A prolific author, he published Iurisprudentiae contractae sive Partitionum iuris civilis libri IIII ("Jurisprudence abridged, or the Partitions of civil law in four books") (The Hague, 1624-1631); a series of short treatises on contracts, jurisdiction, inheritance, and compromise, in 1644 and 1646 (later united in a single volume and reprinted many times under the title Tractatus IV de pactis, jurisdictione, collationibus, transactionibus; Amsterdam, 1651); his extremely popular "Notes" to the Institutes of Justinian (Leiden, 1646); and a volume of selected questions on civil law (Selectarum iuris quaestionum..., Leiden, 1653). He also prepared annotated reprints of Petrus Peck's commentary on maritime law and Matthaeus Wesenbeck's Paratitla, in addition to his 1618 edition of the Institutes of his master, Gerardus Tuningius. Vinnius’ works enjoyed an unprecedented diffusion throughout Europe, with 154 editions.
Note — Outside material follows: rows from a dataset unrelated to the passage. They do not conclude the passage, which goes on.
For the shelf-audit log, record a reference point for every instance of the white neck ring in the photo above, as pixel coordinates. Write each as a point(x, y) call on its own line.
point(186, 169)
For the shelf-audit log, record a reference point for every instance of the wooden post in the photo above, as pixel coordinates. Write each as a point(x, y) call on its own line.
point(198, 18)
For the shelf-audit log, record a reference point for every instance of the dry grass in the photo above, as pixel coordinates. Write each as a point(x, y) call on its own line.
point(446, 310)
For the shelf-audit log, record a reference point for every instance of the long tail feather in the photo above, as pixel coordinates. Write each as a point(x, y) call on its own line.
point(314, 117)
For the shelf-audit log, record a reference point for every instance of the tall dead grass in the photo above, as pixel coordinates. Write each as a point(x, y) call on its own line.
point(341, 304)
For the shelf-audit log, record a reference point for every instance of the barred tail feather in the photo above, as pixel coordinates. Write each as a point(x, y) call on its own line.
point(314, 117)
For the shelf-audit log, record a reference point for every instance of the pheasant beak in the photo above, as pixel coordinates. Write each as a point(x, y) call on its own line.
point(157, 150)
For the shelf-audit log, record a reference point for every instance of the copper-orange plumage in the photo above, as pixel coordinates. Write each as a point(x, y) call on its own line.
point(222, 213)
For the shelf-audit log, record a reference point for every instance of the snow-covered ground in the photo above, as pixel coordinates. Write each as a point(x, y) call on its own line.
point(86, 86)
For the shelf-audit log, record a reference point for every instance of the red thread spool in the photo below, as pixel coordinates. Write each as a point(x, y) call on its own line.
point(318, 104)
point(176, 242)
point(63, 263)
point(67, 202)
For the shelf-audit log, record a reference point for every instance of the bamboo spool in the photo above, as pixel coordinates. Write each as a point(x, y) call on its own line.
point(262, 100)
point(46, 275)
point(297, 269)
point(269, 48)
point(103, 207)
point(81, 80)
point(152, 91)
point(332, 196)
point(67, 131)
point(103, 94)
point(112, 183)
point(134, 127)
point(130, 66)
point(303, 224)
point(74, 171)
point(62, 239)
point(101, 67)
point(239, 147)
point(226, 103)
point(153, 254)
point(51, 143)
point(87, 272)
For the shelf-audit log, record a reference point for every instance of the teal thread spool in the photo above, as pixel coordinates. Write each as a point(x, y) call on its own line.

More than one-third of these editions were versions of his best-seller, In quatuor libros Institutionum imperialium commentarius academicus et forensis. This work was reprinted 54 times from the first 1642 Leiden edition to the 1867 Spanish translation (which is a reprint of the 1846 translation with added notes on Catalan laws, published in Barcelona). Further reproductions of his work are hidden beneath different covers, such as the Institutes by Torres y Velasco (Madrid, 1735) and the Institutes by Juan Sala y Bañuls (printed in 1788, 1795, 1805, 1824, 1830), which were little more than abbreviations of his "Vinnius castigatus" of 1779 under a new title page. The first Spanish edition was printed in 1723 and was corrected according to the 1707 Index of forbidden and expurgated books (Index librorum prohibitorum et expurgandorum).

The philosopher David Hume recalled being required to read Vinnius while studying Law in Edinburgh.